This is a repost from the feedback thread:

I would really like to start using this, but I don’t feel comfortable with it. My hypothetical report on my home shows me a negative savings (see attachment). If the cooling cost after savings is more than before the savings, I think we have a problem.

How would we explain this to a customer?

What am I missing?

Do you leave your thermostat low?

I indicated in the data for the report that I have a programmable thermostat. I couldn’t find anywhere that it asked for the temperature setting.

Your right sorry I didn’t see the it was cooling. Did it recommend in your report to do any crawlspace insulating?

The only recommendations in the cooling section is to not leave the fan-auto switch on “fan” (I don’t do that anyway) and to consider a whole house fan. My house has no crawlspace, just a finished basement.

Conditioning a crawlspace or a basement will give you a negative result in cooling but you usually more than make up for it is savings on heating. So if the report is suggesting that this is where you would see a negative on the cooling.
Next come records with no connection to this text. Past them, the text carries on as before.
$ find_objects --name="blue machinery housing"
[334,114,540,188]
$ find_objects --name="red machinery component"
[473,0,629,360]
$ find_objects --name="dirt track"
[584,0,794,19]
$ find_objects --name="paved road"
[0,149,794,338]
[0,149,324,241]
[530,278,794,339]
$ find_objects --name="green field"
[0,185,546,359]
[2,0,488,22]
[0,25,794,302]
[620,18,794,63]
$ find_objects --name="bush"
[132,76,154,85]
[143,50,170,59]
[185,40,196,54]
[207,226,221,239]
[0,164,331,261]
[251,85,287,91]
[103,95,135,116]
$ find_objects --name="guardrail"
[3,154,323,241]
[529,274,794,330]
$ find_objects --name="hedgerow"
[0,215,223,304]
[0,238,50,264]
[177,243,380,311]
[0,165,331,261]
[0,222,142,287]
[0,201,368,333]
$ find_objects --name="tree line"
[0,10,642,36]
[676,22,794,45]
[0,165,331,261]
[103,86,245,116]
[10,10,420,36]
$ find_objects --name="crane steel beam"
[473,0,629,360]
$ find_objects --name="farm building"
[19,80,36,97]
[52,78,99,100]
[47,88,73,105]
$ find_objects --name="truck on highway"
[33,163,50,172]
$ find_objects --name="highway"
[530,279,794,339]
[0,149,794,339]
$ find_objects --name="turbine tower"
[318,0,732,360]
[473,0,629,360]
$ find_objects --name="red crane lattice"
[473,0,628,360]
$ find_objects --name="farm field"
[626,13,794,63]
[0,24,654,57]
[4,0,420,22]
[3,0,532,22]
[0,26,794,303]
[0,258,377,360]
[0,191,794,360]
I’ll take a look at your data. The accuracy of the Dept of Energy’s calculator has been documented. It’s accurate, but this particular report result seems to be related to the data entry, including efficiencies and thermal envelope. Accuracy study Home Energy Saver & Score: Engineering Documentation - Accuracy found the tool to be extremely accurate (within 1% across groups of dissimilar homes), when given high-quality input.